Significant Home Price Increases
One of the biggest issues the state is currently facing is the surge in rental rates. As an illustration, the average rent in Arizona climbed from $1100 per month in 2019 to $1400 per month in 2021 for a unit with an area of 805 square feet. When their landlord abruptly raised the rent from $875 to $1350, one Phoenix family was forced to temporarily live on the streets. They were fortunate to locate a decent place to live that removed them from the streets.
Numerous Problems Exist, According to Maxwell Drever
As per Maxwell Drever, the problem is more intricate than just price rises. Numerous other issues are being faced by the state. The growing cost of land is one of these issues. In areas like greater Phoenix, the adoption of zoning for affordable housing and apartments, as well as the rise in labor prices and the disruption of supply chains, are all adding fuel to a fire that is already burning.
The Demand-Supply Gap per Maxwell Drever‘s Analysis
Government officials like the Director of the Department of Housing, have explained how the aforementioned problems are causing a growing supply and demand imbalance. There is still a need for 150,000 affordable housing units, despite attempts to build 30,000 to 40,000 of them around Arizona during the upcoming 12 months. There is a significant gap as a result, which is making things challenging as the state’s homelessness rates increase.

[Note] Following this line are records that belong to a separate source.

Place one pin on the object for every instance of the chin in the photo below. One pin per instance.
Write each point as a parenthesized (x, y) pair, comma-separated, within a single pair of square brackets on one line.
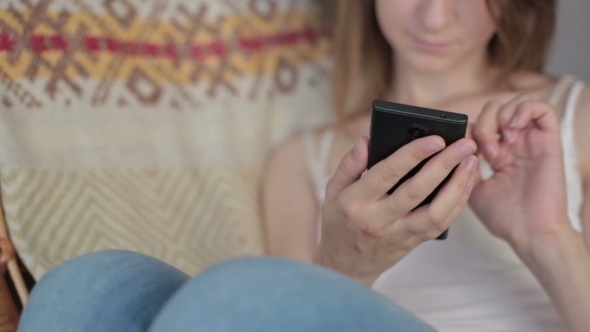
[(429, 65)]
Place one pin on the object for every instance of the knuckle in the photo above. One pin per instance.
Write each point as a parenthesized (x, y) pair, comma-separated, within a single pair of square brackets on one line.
[(415, 195), (350, 209), (448, 164), (375, 229), (436, 220), (389, 175)]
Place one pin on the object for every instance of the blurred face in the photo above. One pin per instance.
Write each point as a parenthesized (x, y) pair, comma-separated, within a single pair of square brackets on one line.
[(434, 36)]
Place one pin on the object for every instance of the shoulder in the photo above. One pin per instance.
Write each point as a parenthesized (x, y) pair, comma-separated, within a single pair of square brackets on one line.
[(582, 134)]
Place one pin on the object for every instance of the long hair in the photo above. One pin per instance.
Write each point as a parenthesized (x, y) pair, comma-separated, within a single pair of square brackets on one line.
[(363, 59)]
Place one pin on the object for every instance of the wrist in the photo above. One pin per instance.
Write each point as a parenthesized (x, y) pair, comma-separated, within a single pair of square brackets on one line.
[(549, 248), (325, 259)]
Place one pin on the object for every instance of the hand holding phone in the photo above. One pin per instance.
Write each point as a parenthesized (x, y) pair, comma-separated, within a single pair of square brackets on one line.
[(395, 125)]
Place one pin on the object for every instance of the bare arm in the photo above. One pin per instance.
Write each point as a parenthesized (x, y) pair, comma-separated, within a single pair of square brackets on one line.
[(562, 264), (290, 208)]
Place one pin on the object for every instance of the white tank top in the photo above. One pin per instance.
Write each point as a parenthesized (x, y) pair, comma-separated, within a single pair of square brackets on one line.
[(473, 281)]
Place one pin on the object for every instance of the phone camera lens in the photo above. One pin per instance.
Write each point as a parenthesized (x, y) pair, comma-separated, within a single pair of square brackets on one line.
[(416, 132)]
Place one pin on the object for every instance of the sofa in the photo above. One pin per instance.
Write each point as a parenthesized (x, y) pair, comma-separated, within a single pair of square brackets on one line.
[(146, 125)]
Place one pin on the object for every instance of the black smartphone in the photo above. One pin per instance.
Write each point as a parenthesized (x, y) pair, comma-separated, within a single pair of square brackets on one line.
[(394, 125)]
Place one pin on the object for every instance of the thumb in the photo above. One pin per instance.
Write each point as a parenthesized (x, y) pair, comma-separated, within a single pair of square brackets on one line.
[(350, 169)]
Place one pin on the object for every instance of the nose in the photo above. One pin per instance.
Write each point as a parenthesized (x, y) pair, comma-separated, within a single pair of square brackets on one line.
[(436, 14)]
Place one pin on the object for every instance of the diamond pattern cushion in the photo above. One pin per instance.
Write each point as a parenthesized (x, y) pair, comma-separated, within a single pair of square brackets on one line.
[(145, 124)]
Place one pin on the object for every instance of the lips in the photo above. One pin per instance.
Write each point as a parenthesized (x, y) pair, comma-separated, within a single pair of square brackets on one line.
[(430, 47)]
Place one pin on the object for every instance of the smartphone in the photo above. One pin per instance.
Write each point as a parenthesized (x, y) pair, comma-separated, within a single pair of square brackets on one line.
[(394, 125)]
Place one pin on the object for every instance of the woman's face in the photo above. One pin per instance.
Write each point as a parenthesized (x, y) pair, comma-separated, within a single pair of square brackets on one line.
[(434, 36)]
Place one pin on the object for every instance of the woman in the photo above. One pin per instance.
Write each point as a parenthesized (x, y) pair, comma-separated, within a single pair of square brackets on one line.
[(481, 58), (458, 55)]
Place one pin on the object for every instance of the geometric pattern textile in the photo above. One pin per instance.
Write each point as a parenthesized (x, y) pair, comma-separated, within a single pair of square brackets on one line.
[(146, 124)]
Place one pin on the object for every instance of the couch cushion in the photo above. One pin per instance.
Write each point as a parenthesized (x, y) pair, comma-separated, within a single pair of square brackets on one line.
[(145, 125)]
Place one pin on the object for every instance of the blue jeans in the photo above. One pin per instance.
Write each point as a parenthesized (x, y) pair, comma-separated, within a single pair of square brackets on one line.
[(126, 291)]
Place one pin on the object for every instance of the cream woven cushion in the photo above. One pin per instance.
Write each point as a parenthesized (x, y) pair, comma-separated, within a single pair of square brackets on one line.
[(145, 125)]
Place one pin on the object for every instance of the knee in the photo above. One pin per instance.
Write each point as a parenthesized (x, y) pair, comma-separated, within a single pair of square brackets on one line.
[(269, 271), (91, 277), (103, 264)]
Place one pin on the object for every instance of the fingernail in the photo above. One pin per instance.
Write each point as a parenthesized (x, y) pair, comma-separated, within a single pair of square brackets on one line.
[(489, 150), (508, 135), (466, 150), (470, 185), (358, 148), (470, 164), (435, 147)]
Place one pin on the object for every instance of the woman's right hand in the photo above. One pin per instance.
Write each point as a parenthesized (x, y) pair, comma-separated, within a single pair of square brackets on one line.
[(365, 231)]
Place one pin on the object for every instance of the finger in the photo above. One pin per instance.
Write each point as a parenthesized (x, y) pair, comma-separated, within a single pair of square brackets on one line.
[(384, 175), (540, 113), (431, 220), (414, 191), (485, 129), (506, 114), (350, 169)]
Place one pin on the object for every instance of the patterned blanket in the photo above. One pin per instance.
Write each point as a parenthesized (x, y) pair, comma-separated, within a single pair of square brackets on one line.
[(145, 124)]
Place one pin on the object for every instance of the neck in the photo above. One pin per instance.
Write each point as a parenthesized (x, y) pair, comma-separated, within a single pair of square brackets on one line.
[(431, 89)]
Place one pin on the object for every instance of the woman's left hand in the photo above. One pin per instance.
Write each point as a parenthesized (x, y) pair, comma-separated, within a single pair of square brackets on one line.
[(525, 198)]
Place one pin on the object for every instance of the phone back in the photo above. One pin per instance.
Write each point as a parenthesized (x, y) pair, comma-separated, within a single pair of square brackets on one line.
[(395, 125)]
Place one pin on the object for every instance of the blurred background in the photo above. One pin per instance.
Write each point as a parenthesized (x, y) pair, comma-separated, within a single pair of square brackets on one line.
[(571, 46)]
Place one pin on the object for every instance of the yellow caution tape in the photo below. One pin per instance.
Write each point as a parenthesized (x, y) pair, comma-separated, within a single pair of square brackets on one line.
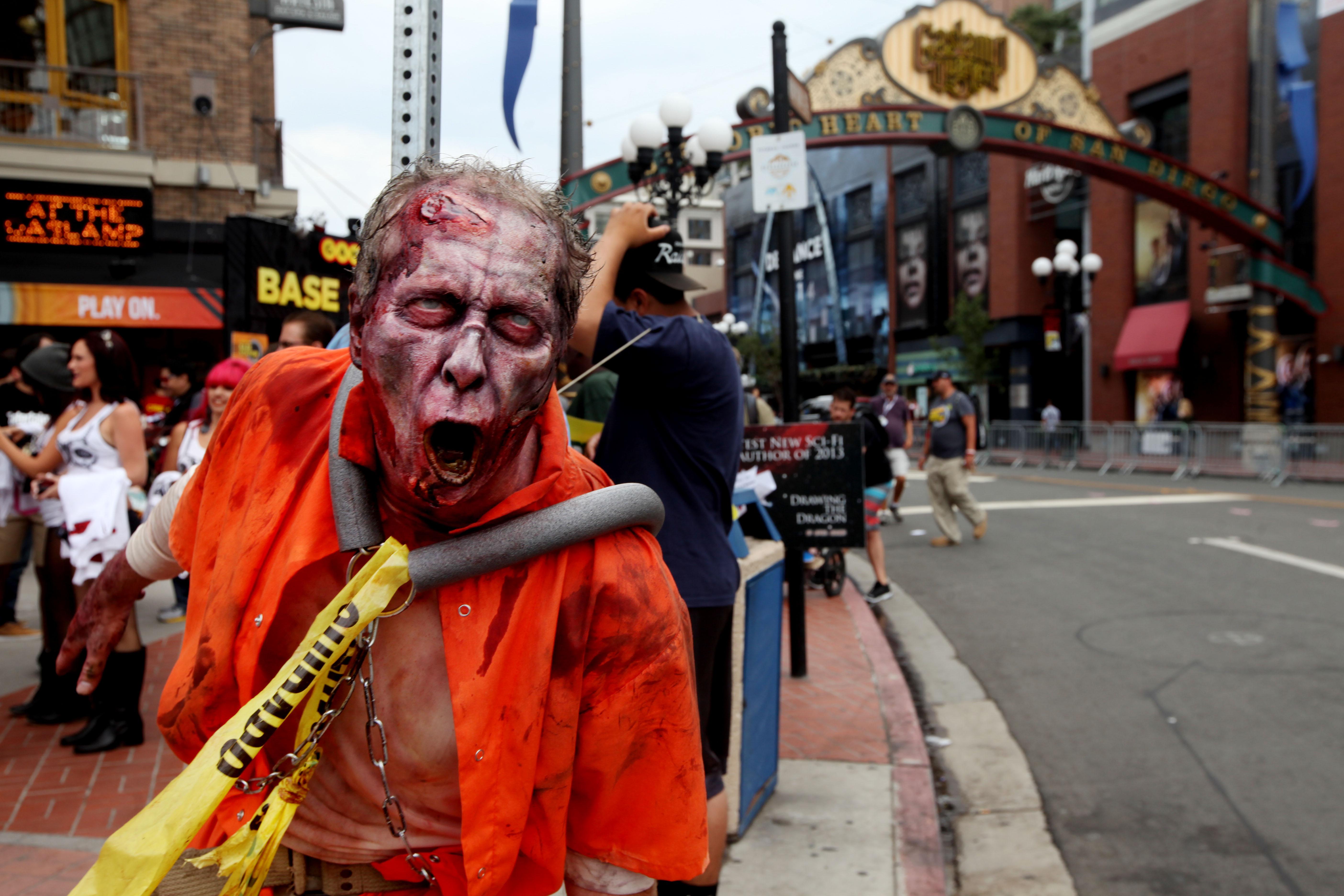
[(146, 848)]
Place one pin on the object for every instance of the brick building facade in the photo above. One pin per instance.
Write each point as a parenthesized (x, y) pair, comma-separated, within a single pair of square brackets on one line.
[(135, 134)]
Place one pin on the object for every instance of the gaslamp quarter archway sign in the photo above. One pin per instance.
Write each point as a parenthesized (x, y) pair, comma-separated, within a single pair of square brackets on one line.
[(958, 66)]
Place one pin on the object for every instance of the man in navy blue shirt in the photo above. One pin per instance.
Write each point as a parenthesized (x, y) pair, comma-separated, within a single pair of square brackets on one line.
[(675, 425)]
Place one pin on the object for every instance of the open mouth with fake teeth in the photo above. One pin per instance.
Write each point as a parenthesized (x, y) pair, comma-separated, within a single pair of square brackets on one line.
[(454, 451)]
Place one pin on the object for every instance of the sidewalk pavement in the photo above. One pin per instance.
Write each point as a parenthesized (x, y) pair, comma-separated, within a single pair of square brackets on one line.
[(57, 808), (854, 811)]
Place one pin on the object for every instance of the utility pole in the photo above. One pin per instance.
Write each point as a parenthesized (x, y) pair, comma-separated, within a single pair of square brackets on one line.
[(1263, 316), (790, 358), (417, 81), (572, 92)]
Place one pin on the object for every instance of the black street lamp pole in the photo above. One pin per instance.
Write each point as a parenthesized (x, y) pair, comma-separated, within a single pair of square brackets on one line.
[(790, 359)]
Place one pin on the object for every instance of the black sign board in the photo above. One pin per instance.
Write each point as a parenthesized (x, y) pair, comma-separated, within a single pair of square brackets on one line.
[(308, 14), (76, 218), (819, 472), (272, 272)]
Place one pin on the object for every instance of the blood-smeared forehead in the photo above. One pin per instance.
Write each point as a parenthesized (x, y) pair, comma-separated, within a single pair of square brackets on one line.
[(451, 212), (456, 212)]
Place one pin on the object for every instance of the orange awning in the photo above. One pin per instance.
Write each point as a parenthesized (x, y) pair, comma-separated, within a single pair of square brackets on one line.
[(1151, 338), (100, 306)]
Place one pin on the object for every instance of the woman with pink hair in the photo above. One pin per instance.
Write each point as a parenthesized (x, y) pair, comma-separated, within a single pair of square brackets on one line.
[(187, 448)]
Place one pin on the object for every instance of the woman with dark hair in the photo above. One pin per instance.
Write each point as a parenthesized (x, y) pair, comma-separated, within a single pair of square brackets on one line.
[(100, 433), (187, 448)]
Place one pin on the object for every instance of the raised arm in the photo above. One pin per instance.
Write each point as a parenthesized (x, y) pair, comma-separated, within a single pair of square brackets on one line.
[(627, 229), (48, 460)]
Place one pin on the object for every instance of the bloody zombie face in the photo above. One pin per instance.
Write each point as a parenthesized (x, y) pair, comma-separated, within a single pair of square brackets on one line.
[(459, 343)]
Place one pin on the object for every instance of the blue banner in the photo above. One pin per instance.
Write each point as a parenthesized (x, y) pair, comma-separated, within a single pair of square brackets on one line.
[(1299, 95), (522, 25)]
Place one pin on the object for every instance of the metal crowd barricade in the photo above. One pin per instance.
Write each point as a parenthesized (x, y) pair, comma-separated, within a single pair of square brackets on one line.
[(1006, 442), (1264, 451), (1312, 452), (1158, 448), (1238, 449)]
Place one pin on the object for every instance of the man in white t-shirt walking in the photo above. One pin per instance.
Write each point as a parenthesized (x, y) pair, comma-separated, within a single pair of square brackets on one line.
[(1050, 422)]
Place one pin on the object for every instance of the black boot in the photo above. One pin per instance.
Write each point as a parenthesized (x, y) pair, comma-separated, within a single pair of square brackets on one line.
[(118, 706), (56, 700)]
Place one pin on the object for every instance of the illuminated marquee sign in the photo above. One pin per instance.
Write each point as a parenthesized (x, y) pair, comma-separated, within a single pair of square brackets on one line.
[(69, 217)]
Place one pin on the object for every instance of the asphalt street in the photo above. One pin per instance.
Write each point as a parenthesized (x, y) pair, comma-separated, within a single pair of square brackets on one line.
[(1181, 702)]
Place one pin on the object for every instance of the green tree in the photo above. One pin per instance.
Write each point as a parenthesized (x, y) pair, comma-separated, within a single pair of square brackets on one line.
[(969, 322), (1045, 26)]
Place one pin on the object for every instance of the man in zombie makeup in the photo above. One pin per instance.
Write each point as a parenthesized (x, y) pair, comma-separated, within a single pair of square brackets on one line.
[(541, 719)]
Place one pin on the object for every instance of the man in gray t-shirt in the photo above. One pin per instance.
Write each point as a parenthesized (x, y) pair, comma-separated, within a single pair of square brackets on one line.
[(949, 459)]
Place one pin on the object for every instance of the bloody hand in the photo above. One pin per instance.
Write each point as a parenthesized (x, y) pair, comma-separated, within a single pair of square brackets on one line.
[(101, 620)]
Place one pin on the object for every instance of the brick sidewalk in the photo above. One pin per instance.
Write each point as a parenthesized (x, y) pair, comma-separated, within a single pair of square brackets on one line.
[(833, 714), (69, 800)]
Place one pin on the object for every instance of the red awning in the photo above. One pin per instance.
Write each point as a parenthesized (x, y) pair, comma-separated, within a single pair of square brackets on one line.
[(1151, 336)]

The administration is well aware of the problems and is doing all in its power to solve them before they get worse. Arizona state government representatives are making an effort to provide incentives to various building industry stakeholders so that the supply pipelines can open up. The Department of Housing is also allocating an additional 24 million dollars to fill financing holes that will enable the construction of more affordable housing units.
In light of available resources and information, Maxwell Drever believes that Arizona’s affordable housing crisis might get worse if it is not handled soon. Making sure people can afford housing is essential since it is a fundamental human right.